Эти настроения несопоставимы с истерическими волнами восторга и агрессии, накрывавшими, например, население вступивших в войну стран в августе 1914 года. Требуемое единство нации и правительства сегодня имеет довольно зыбкую почву, и самое главное — кроме социологических опросов, пожалуй, не существует никаких других реальных способов его замерить. Телевизор, в силу которого так верят власть имущие, превратился в единственную форму связи между верхами и низами, властью и гражданами. Все остальные институты — от парламента до политических партий и медиа — давно превращены в зеркало, в котором Кремль привык самодовольно наблюдать лишь свое собственное отражение.
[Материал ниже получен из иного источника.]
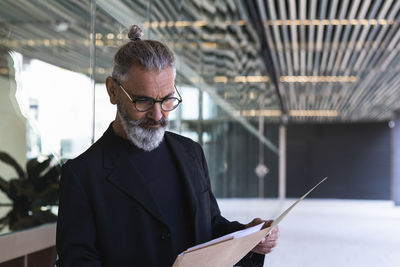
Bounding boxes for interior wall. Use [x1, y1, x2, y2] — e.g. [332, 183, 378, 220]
[0, 48, 26, 205]
[287, 123, 391, 200]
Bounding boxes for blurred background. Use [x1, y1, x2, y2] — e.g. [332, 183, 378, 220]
[0, 0, 400, 267]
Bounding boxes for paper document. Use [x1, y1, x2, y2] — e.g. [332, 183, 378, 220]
[185, 223, 264, 254]
[173, 177, 327, 267]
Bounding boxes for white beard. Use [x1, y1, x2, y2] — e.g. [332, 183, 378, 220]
[117, 103, 168, 151]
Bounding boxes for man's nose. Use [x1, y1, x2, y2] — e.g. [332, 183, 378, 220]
[148, 102, 163, 121]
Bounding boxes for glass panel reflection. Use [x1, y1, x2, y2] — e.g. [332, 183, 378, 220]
[0, 0, 93, 233]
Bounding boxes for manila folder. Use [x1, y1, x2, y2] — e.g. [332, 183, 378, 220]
[173, 227, 271, 267]
[172, 177, 327, 267]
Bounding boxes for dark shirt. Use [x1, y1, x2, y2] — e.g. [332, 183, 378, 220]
[114, 130, 194, 265]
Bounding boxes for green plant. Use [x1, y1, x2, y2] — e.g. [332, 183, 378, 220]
[0, 151, 60, 230]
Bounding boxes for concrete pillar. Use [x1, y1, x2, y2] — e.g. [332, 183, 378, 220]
[392, 110, 400, 206]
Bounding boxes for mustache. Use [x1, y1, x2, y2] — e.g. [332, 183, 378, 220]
[136, 117, 168, 127]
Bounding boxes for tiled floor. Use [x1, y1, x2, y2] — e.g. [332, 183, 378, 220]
[218, 199, 400, 267]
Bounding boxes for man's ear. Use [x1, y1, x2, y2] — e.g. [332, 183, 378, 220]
[106, 76, 118, 105]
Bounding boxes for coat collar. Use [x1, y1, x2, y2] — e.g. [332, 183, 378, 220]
[103, 124, 198, 228]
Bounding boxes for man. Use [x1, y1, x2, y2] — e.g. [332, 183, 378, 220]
[57, 26, 279, 267]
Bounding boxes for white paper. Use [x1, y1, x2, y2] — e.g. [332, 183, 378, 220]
[181, 222, 264, 254]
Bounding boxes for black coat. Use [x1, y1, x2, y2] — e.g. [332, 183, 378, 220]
[56, 126, 264, 267]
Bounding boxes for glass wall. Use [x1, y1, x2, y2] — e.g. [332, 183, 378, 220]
[0, 0, 278, 232]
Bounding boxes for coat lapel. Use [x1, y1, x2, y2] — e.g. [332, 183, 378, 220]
[165, 132, 199, 223]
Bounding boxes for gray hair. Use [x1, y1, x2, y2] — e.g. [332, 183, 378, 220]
[112, 25, 176, 81]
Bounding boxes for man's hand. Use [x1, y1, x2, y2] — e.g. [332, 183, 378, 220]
[246, 218, 279, 254]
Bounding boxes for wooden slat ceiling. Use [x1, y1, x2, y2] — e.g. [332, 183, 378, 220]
[0, 0, 400, 122]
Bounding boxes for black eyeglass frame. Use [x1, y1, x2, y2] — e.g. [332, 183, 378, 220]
[113, 78, 183, 112]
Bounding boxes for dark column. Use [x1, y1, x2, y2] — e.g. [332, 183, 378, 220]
[392, 111, 400, 206]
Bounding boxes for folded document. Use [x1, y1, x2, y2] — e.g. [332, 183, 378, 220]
[173, 177, 327, 267]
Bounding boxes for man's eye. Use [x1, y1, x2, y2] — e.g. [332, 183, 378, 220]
[135, 98, 153, 103]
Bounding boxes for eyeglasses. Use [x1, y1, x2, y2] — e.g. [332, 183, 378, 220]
[114, 79, 182, 112]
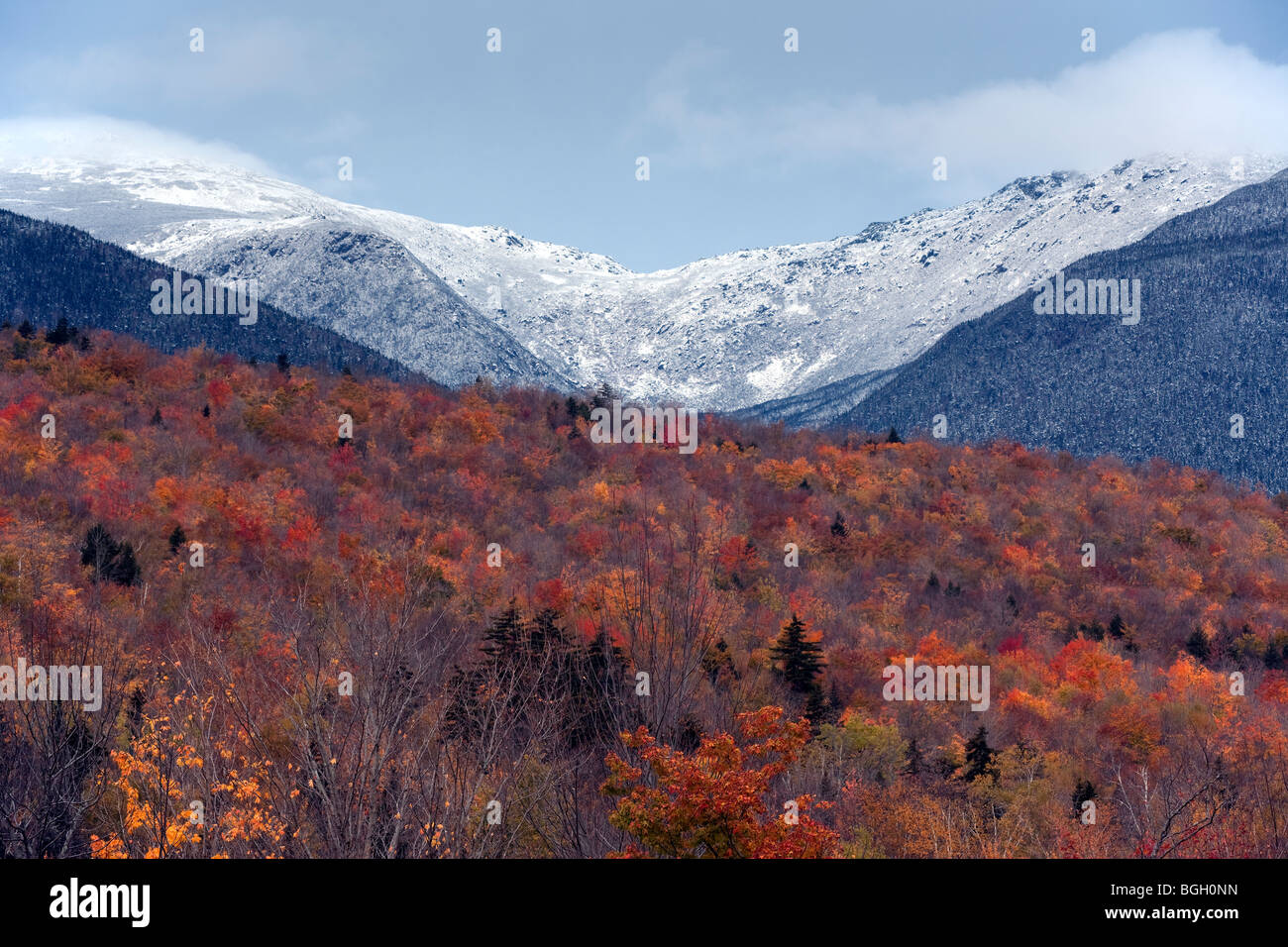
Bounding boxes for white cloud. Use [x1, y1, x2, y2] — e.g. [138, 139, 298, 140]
[0, 116, 271, 174]
[641, 30, 1288, 176]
Тот факт, что крымская карта начала разыгрываться российской элитой в самый неблагоприятный момент для национальной экономики за последнее десятилетие, все больше будет напоминать о себе. Уже набирающий обороты фактический пересмотр уже утвержденных бюджетных расходов на этот год, стремительный рост цен и неизбежный рост безработицы — все это будет выглядеть как плата за присоединение Крыма и неуклюжий ремейк «холодной войны» с Западом. А сопровождающая ее ультра-патритоическая риторика и агрессивные поиски «пятой колонны» могут быть прочно дискредитированы гораздо быстрее, чем кажется «ястребам» из «Известий» и «Комсомольской правды».
Все, что присходит на наших глазах — начало конца не просто режима Путина, но и всей политической и социальной конструкции, которая его сформировала. Причем, как это случалось не раз в истории, он сам старательно подготавливает свой финал.
И вопрос, который должен сегодня поставить перед собой каждый участник вчерашнего марша — о том, что будет после? Распад страны? Сборная «кризисных менеджеров» из числа олигархов и фашистов, — вроде той, которая сидит сейчас в Киеве?
Будет невероятно обидно, если десятки тысяч вышли вчера на улицы Москвы лишь для того, чтобы лишний раз испытать радость встреч или восстановить пошатнувшийся этический комфорт.
Вспоминая эту демонстрацию, мы должны думать о тех, кого на ней не было. О тех, кто молчит, боится за свое будущее и кого так долго учили мириться с потерями.
Илья Будрайтскис — историк, исследователь, публицист.